FABRIZIO, Girolamo (Hieronymous Fabricius ab Aquapendente).

De Motu Locali Animalium secundum totum.
Patavii [Padua]: Apud Jo. Baptistam de Martinis.1618
4to, pp. 123, 32. Page 3 is misnumbered 1. Woodcut device on title, ornamental headpieces and initials. Twentieth century calf by Laurenchet. Some light spotting throughout but a very good copy.

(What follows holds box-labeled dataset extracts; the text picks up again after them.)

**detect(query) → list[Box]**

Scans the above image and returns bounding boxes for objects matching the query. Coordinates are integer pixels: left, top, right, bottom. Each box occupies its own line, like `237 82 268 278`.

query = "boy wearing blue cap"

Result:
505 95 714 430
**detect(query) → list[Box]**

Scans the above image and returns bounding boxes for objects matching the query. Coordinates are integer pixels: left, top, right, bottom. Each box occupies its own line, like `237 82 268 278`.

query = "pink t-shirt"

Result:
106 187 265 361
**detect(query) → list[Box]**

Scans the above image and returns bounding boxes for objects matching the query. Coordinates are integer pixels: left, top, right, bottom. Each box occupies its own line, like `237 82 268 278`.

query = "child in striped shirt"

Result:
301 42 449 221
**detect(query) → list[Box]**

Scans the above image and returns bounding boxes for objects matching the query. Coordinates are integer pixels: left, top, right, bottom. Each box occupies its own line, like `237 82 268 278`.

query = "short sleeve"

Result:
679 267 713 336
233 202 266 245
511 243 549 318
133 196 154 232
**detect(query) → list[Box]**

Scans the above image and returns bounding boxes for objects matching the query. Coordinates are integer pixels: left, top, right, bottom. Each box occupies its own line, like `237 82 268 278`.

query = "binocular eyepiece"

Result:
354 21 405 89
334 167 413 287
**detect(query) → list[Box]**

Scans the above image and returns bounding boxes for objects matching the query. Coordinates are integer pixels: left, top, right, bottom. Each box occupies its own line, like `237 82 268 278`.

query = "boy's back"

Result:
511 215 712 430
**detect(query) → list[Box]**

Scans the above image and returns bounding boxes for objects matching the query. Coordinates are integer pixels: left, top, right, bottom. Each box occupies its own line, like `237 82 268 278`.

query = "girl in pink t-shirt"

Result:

FIRST EDITION of what is perhaps the founding work of biomechanics, and one of the rarest and least known of Fabrizio’s works, published the year before his death. “Fabricius of Aquapendente was one of the anatomists who brought valuable contributions to the physiology of movement. His study of the musculature of the extremities, and of the various phases of walking, jumping, and so on, and of the effort exerted in overcoming resistance, anticipate, as De Renzi has noted, the more famous studies of Borelli” (Castiglioni, p. 432). The work is divided into six chapters, of which the first, on walking in general, is by far the longest; it is followed by chapters on walking in birds and quadrupeds, on flying, swimming and crawling. The last three chapters comprise the second sequence of pagination. Fabrizio was a pupil of Falloppio at Padua and a teacher of Harvey, who also wrote a study of animal locomotion with the same title as the present work in 1627, but it remained unpublished until 1959. Fabrizio’s book was reissued in 1625, after his death, with other previously published works, but both forms are extremely rare; for example neither issue is in Krivatsy or the Wellcome catalogues (although Krivatsy lists an imperfect 1625 issue without De motu). It is not in Roberts & Trent, Bibliotheca mechanica, the central interest of which was biomechanics.